Mindful Goal-Setting for the New Year 2011

With New Year’s just around the corner, it’s time to start working on those resolutions. You know – your New Year’s resolutions that you’ll do for about three weeks before finding them inconvenient and forgetting about them. Yeah. It happens to the best of us. But for this year, let’s look at setting goals with a stronger spiritual awareness around them. With spirituality, you are working to resolve things at their root cause.

So many New Year’s resolutions fail because they’re only working on the superficial levels. Your goal may be to lose 50 pounds, but if you don’t understand why you eat the way you do and what really needs to be healed, you’ll fail again and again at that goal. It’s not because of lack of determination in many respects; it’s about lack of understanding and awareness.

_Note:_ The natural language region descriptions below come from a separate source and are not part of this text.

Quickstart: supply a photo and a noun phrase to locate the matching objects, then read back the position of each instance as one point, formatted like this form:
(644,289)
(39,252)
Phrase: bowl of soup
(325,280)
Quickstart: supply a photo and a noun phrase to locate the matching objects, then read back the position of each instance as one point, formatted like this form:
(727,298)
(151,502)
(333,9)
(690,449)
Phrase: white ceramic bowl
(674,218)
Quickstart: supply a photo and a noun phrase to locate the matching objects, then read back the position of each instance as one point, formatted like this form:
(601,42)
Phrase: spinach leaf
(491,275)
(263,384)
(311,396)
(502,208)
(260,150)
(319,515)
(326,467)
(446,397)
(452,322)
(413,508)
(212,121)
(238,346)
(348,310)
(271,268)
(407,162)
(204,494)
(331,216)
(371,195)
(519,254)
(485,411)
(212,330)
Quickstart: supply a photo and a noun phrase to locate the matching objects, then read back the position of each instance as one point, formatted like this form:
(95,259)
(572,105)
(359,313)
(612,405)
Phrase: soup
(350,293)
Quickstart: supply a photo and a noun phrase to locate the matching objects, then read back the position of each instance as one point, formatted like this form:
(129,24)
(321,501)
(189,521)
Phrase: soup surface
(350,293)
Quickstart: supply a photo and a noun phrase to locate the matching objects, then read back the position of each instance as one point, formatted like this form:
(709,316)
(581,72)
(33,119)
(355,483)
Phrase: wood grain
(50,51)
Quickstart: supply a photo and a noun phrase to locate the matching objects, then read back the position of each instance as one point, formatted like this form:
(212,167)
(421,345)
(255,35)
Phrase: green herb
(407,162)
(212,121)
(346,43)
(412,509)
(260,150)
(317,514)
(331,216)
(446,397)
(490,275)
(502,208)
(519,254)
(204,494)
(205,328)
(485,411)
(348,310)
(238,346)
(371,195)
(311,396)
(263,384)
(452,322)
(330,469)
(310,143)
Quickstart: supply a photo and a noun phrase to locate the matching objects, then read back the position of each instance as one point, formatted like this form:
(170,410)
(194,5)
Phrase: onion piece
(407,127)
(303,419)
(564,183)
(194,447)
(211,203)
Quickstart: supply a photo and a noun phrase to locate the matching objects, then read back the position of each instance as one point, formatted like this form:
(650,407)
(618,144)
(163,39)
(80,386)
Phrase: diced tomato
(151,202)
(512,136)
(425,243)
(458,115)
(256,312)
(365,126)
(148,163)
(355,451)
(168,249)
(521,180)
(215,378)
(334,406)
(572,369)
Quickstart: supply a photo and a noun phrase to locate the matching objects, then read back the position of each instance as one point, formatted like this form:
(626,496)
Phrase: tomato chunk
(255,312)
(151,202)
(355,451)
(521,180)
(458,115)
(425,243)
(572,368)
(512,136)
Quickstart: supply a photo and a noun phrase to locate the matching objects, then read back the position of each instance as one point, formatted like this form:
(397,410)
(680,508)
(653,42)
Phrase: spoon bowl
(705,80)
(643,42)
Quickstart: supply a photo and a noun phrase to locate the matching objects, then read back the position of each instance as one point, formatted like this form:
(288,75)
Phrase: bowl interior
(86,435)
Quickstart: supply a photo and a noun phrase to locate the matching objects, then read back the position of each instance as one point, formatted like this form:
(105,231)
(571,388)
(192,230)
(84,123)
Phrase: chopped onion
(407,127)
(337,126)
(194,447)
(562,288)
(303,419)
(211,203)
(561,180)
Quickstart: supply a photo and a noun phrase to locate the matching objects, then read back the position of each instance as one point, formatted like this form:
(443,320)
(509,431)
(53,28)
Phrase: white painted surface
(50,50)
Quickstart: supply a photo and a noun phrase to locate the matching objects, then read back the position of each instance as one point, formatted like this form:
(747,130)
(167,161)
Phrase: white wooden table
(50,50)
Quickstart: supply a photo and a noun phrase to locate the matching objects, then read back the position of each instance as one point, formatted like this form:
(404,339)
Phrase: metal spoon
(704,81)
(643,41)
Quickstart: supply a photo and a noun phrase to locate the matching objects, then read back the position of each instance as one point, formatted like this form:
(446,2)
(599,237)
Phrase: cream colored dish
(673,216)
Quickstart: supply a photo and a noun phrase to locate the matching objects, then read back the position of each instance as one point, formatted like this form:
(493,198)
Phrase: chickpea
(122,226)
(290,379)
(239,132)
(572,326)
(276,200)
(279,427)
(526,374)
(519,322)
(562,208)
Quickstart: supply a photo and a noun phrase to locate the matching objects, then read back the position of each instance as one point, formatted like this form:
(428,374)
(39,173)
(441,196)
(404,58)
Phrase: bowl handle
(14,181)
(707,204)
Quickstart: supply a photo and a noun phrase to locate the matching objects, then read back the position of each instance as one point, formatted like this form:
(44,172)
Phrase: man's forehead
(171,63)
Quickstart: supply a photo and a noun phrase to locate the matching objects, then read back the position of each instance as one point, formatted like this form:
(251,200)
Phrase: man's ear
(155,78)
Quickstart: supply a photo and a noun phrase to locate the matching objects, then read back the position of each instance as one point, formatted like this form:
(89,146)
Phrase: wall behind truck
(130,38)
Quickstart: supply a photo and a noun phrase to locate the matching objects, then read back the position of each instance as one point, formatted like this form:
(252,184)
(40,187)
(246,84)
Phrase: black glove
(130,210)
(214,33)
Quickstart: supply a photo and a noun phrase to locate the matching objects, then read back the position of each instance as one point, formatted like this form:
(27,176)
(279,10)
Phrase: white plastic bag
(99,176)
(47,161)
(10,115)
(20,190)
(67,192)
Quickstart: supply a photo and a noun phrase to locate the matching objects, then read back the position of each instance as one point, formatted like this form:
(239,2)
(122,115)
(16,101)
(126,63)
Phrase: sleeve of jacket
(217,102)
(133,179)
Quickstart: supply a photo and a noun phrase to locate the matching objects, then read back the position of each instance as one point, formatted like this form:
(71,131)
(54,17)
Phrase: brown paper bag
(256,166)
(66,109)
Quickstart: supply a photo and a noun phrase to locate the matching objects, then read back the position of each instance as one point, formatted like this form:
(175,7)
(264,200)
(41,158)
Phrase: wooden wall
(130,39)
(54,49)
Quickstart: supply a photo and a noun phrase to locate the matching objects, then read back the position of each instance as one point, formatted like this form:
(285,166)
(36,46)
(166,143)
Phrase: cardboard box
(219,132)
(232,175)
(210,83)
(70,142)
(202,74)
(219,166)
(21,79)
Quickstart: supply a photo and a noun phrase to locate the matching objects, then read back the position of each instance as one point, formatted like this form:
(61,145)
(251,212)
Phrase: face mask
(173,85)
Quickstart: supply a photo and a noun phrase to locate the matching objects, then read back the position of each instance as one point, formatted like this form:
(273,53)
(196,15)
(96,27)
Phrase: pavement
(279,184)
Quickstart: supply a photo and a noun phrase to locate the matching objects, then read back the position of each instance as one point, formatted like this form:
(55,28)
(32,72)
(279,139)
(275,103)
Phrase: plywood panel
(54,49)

So with this article, let’s work on growing your awareness, finding goals that you can achieve, and building off of those successes.

Be More Mindful with Your Food

Dieting and weight loss are HUGELY popular New Year’s resolutions. But changing your diet without changing your mindset is ultimately pretty futile. Either that or the changes you get are temporary. Instead of trying to fit your body’s nutritional needs to someone else’s dietary structure, how about learning about what your body actually needs?

Start with this simple goal: Take one meal a day to be mindful of your food. That means eating slowly. Really savor the flavors. After eating, see how your body feels. Repeat this every day. You may start to be surprised at what foods are making you feel good and what don’t make you feel good. This alone will start to shift your relationship to your food and may create a natural weight-loss program according to what your body truly needs.

Take Up a New Exercise That’s Fun

Another really popular New Year’s resolution is to get fit. It goes hand-in-hand with weight loss, but it usually means that people end up doing some really intense and excruciating exercises for three weeks and then totally burning out. So, choose something that is fun for you. If it’s fun, you’ll keep doing it. And if it’s fun, in many respects that’s aligning with what your body likes to do. There’s no doubt that if you’re really out of shape, everything will feel difficult initially. But when you find something that you genuinely enjoy (like swimming, for instance), it’s easier to work through the hard parts.

The spiritual aspect of all this really is coming into alignment with what your body needs. This isn’t about achieving a body image. When you do that, you’re enforcing an image upon yourself that probably isn’t true for who you are. There’s a whole level of pain just in doing that. There’s so much pain in trying to be what you’re not. So let that go. And just have fun.

Sleep, Relax, and Turn Off the Engine

In our go-go-go society, you always feel like you have to be doing something. But that’s burning people out left and right. If you never stop to really let go and rest, you’re getting angrier, crankier, more frustrated, more tired, and more depressed every day. Your whole being needs to recharge. This is why ensuring that you have time for adequate sleep and relaxation is so important. If you’ve been holding off on taking vacation time, set a goal to take that time this year. Set a goal for at least 15 minutes a day of relaxation or meditation. You could also set a goal for at least 8 hours of sleep. I know you’ve got a lot going on, but you aren’t serving your job, your family, or yourself any better if you’re always deprived.

Choose one or all of the above goals, and then keep a journal about how you’re feeling as you keep up those practices. Sure, not every day will be perfect, but over time, you may begin to feel more energy and more overall peace in life.

Practical Spirituality and Goal Setting

As with anything that I teach around spirituality, it’s about being practical. Hopefully, these practical goals will help you to feel a little better, a little more aware of yourself, and a little stronger for the New Year.